Eskelsen-Garcia, now NEA’s Executive Vice President and an elementary teacher from Utah, will succeed Phoenix teacher Dennis Van Roekel on Sept. 1, and Pringle will succeed Eskelsen-Garcia. Van Roekel was term-limited to six years in the job.

But some teachers also criticized him for being not forceful enough in pushing back against public school foes. One group of teachers protested by forming their own independent alternative, the Badass Education Association. And several months ago, Massachusetts NEA members ousted their president in favor of a more outspoken teacher.

The other teachers union, the 1.5-million member American Federation of Teachers, opens its convention on July 14 in Los Angeles. AFT President Randi Weingarten has been much more critical of Obama Education Secretary Arne Duncan, especially when Duncan cheered a recent California court ruling invalidating the state’s teacher tenure and due process laws. NEA and AFT California affiliates defended those laws in court.
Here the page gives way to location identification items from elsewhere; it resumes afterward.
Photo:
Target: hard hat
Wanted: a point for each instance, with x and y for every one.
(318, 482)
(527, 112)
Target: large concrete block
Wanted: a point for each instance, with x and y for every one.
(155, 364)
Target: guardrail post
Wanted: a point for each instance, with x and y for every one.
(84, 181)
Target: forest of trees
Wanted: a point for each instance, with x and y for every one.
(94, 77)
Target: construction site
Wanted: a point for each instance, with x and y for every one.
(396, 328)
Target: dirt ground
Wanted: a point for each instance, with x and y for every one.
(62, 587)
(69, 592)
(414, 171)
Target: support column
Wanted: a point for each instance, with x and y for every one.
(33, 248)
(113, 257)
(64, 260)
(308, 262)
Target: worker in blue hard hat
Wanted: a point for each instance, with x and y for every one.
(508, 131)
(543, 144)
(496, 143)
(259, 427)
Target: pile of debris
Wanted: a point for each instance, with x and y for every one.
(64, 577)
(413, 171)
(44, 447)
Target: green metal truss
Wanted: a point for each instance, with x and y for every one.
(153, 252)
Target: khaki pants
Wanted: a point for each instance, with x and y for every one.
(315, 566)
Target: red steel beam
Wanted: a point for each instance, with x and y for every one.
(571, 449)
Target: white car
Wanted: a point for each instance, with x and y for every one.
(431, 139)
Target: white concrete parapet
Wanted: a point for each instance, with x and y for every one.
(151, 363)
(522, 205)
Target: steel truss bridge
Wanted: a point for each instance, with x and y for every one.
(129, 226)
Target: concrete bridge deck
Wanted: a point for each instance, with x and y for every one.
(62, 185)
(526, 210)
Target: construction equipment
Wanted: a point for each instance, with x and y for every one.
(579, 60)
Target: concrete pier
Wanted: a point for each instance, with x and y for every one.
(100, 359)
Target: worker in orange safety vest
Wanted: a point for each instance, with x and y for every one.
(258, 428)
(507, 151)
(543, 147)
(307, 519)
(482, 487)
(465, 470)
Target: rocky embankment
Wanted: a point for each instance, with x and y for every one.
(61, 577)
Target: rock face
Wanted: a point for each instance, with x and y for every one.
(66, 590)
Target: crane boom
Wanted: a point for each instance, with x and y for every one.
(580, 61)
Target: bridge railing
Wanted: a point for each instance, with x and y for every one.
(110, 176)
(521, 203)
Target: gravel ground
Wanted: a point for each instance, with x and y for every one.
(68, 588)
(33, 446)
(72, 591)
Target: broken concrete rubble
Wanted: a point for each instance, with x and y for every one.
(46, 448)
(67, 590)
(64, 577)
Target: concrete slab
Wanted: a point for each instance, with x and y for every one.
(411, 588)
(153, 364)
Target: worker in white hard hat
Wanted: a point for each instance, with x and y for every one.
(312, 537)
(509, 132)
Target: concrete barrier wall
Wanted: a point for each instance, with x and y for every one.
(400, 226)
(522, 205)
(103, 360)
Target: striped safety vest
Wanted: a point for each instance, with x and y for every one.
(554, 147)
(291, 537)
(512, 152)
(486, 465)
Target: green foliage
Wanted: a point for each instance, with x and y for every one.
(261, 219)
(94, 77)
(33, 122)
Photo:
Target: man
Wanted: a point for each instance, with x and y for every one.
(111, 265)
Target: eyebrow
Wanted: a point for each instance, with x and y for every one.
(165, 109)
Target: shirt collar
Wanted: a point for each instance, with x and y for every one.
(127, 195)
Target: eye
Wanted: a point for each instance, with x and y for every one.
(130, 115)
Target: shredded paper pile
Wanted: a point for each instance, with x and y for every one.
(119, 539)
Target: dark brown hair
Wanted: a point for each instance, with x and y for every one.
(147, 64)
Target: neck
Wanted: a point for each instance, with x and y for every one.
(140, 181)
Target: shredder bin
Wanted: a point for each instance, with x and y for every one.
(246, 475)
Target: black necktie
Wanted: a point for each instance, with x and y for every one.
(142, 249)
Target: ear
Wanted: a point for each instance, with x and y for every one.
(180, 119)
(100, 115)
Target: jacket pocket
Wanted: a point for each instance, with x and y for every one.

Eskelsen-Garcia told the NEA delegates that she wants to give teachers “a platform to fight for what is best for their students.” She added: “We know what is at stake and it is why we are who we are. It is why we are fearless and why we will not be silent when people who for their own profit and political posture subvert words like ‘reform’ or ‘accountability.’

“For us, one thing is clear, before anything is going to get better: It’s the Testing, Stupid. Better yet, it’s the stupid testing,” she said. She called the accountability system “phony” and said it hurt students and demeans teachers. Duncan, Chief Executive Officer of the Chicago Public Schools before becoming Education Secretary, is an outspoken proponent of using tests to measure teacher effectiveness – and to hire and fire them.

“No commercial, mass-produced, industrial-strength standardized factory test should ever be used as the determining factor for any student or adult,” Eskelsen-Garcia retorted. Schools, she added, must return to “personalized and humanized instruction by giving authority to caring, competent professionals,” she declared.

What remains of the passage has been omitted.